Una preghiera dietro le quinte
Un isolano, un
uomo che è nato e cresciuto su uno scoglio – non importa quanto sia grande
questo pezzo di terra circondato dall’acqua – ha un rapporto speciale con Dio e
con tutto ciò che governa gli eventi.
Riesce a
pregare dietro le quinte. Lo preferisce. C’è un pudore unico, silenzioso e
rassicurante per lui.
Alza la sua
preghiera al cielo o la rivolge verso il mare. È sempre certo che qualcuno lo
ascolti. Lì, seduto accanto a lui silenzioso fino al termine della preghiera.
Dietro le
quinte, al riparo da occhi indiscreti. E prega alla vita, all’amore, alla
speranza e anche alla morte.
Fatalista e
romanticamente aggrappato al sogno di una vita.
E poi cerca in
una poesia il senso delle parole che non riuscirà mai a dire.

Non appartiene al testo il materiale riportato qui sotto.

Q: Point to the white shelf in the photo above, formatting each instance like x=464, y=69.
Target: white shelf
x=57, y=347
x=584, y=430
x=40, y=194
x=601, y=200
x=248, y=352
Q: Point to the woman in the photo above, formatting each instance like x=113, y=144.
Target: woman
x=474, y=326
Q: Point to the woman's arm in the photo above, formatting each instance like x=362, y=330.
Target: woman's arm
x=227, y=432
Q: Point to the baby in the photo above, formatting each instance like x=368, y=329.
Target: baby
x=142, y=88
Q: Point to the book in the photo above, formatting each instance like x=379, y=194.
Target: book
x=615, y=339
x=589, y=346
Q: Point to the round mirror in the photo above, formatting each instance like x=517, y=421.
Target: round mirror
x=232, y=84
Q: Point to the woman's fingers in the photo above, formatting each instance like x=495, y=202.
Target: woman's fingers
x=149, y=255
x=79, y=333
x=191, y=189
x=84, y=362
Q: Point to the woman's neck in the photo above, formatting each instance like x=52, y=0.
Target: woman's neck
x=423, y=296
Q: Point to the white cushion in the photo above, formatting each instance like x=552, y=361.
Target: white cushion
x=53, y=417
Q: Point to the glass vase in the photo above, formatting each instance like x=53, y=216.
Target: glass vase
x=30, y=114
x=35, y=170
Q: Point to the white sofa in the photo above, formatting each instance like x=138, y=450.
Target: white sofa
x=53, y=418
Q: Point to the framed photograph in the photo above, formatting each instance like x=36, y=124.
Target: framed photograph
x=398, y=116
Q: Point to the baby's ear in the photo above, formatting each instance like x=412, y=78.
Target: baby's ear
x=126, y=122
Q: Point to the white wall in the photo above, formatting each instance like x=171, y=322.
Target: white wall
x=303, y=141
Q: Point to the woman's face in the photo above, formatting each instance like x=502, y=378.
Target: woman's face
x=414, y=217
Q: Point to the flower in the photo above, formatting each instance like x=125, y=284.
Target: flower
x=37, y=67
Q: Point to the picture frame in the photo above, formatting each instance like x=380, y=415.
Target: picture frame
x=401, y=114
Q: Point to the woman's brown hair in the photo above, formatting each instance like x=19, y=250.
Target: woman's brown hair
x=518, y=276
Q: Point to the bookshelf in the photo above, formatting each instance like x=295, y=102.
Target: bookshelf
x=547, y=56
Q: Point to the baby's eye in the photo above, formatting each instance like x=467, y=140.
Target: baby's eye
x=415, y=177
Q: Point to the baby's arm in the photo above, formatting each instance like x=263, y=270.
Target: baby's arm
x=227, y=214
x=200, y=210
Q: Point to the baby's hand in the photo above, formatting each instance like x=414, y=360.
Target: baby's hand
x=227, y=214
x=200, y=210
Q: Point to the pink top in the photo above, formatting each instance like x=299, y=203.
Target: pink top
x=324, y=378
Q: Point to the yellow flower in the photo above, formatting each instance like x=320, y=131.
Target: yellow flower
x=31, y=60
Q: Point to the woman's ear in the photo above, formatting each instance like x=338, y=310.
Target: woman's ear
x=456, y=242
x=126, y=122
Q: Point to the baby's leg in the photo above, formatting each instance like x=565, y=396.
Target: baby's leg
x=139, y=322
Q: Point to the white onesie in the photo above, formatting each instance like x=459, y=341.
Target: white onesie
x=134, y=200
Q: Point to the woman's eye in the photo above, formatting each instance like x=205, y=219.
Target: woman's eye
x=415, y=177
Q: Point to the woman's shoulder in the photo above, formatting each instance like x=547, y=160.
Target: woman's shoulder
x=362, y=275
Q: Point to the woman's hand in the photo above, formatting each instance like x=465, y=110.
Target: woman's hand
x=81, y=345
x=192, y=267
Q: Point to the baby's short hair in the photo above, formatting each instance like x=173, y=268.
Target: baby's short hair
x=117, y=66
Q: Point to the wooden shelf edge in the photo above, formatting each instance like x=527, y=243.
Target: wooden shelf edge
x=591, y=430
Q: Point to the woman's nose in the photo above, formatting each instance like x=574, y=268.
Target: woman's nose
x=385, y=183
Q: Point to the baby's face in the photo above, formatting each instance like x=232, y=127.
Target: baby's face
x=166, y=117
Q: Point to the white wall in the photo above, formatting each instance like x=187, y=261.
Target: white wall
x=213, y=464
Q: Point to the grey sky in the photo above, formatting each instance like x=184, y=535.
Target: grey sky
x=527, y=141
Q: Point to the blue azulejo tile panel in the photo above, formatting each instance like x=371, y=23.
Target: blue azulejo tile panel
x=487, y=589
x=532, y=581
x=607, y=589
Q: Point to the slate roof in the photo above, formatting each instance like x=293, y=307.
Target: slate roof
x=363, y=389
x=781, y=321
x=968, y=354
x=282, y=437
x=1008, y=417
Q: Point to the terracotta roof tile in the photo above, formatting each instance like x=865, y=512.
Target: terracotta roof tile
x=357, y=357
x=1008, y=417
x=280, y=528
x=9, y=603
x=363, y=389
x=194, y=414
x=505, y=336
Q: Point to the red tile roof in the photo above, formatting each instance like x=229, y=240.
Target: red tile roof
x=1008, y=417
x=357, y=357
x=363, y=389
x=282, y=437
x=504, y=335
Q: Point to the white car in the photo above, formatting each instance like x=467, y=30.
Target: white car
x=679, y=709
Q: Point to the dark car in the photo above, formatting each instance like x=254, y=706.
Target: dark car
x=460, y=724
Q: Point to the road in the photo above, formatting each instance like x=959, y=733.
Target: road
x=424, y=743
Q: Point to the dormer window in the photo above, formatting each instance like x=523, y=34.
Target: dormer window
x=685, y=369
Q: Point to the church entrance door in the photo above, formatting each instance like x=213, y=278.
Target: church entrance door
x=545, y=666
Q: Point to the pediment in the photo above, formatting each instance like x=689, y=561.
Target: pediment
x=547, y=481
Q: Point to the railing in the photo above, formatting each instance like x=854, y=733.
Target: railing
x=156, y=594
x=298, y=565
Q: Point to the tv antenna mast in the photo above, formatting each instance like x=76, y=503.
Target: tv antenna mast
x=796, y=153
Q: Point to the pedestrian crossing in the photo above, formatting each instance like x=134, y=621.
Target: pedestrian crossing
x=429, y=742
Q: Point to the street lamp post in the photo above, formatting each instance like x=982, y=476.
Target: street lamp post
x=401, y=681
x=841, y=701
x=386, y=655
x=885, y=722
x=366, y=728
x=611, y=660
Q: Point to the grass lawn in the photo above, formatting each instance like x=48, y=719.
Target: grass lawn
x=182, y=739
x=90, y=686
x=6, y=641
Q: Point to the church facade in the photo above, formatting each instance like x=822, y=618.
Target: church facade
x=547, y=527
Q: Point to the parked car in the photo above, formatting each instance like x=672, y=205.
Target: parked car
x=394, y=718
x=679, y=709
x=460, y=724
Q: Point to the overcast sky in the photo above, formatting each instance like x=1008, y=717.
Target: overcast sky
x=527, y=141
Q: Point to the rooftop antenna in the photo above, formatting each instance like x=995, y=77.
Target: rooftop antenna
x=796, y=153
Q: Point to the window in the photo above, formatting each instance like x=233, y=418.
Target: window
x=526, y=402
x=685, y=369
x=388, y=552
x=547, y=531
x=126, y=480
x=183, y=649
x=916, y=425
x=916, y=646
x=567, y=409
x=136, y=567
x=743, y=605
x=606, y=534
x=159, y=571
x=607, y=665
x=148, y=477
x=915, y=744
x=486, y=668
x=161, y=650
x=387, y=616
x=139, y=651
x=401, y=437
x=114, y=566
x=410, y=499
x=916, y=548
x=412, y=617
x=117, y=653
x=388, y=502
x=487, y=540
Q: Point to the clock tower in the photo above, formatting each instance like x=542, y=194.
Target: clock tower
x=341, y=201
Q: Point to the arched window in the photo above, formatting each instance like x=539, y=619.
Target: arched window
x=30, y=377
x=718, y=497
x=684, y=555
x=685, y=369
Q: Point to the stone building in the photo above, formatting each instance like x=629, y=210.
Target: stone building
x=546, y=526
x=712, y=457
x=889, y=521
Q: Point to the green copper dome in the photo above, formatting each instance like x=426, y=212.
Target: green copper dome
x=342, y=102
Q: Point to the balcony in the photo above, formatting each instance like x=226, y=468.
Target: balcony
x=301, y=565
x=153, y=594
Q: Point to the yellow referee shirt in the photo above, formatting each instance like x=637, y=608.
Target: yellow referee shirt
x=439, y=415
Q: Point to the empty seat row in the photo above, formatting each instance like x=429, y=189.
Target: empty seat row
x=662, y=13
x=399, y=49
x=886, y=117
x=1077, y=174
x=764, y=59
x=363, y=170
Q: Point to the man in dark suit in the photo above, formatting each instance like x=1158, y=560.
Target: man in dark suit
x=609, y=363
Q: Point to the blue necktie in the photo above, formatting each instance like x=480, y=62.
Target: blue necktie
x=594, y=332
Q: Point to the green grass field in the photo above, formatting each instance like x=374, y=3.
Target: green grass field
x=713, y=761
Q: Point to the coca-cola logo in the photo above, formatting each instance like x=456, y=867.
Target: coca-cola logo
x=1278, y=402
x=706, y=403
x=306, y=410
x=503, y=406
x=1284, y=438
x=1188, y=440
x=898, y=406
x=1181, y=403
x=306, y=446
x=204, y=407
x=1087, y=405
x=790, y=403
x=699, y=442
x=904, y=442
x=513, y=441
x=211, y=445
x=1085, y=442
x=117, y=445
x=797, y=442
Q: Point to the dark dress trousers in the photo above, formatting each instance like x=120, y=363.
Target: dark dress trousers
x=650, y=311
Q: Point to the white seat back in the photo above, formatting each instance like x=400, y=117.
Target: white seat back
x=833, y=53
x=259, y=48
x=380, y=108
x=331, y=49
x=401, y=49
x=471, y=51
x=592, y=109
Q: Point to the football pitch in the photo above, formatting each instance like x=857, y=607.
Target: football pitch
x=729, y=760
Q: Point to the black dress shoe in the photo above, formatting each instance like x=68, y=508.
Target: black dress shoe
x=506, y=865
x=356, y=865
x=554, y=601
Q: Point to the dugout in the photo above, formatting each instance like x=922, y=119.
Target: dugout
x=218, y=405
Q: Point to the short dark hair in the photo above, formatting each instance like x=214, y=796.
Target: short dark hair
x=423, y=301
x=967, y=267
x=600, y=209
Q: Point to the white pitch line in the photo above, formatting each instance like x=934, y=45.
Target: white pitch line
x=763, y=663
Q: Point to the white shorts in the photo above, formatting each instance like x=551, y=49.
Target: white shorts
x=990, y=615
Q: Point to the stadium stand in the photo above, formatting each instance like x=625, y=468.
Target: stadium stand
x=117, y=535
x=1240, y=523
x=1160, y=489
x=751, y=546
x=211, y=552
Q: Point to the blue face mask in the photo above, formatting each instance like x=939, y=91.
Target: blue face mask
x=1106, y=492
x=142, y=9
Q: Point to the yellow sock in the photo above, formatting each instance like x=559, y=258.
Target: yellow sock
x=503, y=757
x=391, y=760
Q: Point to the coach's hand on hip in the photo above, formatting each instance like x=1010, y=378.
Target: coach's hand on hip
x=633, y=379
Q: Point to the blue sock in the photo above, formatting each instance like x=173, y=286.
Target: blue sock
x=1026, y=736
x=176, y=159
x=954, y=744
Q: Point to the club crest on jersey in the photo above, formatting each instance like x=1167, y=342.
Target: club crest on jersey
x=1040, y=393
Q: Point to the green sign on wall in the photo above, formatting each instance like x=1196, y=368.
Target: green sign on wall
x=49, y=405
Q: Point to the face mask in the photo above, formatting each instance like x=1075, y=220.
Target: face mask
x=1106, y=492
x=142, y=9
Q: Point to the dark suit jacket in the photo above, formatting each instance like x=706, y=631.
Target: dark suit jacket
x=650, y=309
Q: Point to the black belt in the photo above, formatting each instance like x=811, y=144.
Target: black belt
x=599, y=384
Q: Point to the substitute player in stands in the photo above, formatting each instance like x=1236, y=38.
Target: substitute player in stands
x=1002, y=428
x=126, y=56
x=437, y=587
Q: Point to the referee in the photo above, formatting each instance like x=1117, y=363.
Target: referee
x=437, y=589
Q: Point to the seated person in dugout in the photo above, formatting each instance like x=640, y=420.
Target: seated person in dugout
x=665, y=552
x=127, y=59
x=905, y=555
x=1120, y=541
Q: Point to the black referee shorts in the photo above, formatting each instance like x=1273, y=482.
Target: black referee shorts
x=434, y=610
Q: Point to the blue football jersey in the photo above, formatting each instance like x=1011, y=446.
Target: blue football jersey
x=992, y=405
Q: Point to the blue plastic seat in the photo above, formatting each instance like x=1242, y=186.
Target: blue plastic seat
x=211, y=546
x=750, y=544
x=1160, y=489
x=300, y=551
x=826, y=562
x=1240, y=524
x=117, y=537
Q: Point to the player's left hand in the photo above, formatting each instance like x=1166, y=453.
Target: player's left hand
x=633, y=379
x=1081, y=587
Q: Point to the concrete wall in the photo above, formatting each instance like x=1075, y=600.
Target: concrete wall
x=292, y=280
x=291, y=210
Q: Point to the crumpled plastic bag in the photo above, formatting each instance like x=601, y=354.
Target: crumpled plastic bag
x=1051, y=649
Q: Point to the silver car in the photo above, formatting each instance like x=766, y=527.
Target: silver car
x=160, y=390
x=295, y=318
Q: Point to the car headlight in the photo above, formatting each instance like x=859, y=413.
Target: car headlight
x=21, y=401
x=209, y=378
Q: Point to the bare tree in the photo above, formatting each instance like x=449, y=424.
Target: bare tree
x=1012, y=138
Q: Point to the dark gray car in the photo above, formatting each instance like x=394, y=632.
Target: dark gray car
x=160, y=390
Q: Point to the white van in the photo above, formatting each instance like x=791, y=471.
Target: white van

Quella di un
maestro, Gesualdo Bufalino, nato isolano e morto sullo stesso scoglio.
“Tu, poca, misteriosa vita, che posso dire
di te?
Se m’hai sempre esibito quest’aria da bambolina
truccata;
se non hai fatto mai nulla per persuadermi
d’essere vera...
Odiabile, amabile vita! Crudele, misericordiosa.
Che cammini, cammini. E sei ora fra le mie
mani: una spada, un’arancia, una rosa.
Ci sei, non ci sei più; una nube, un
vento, un profumo...
Vita, più il tuo fuoco langue, più t’amo.
Goccia di miele, non cadere.
Minuto d’oro, non te ne andare.”
E si prega
sullo scoglio, perché vada tutto bene. Perché la tempesta cessi.
Perché
quell’attimo diventi una vita intera.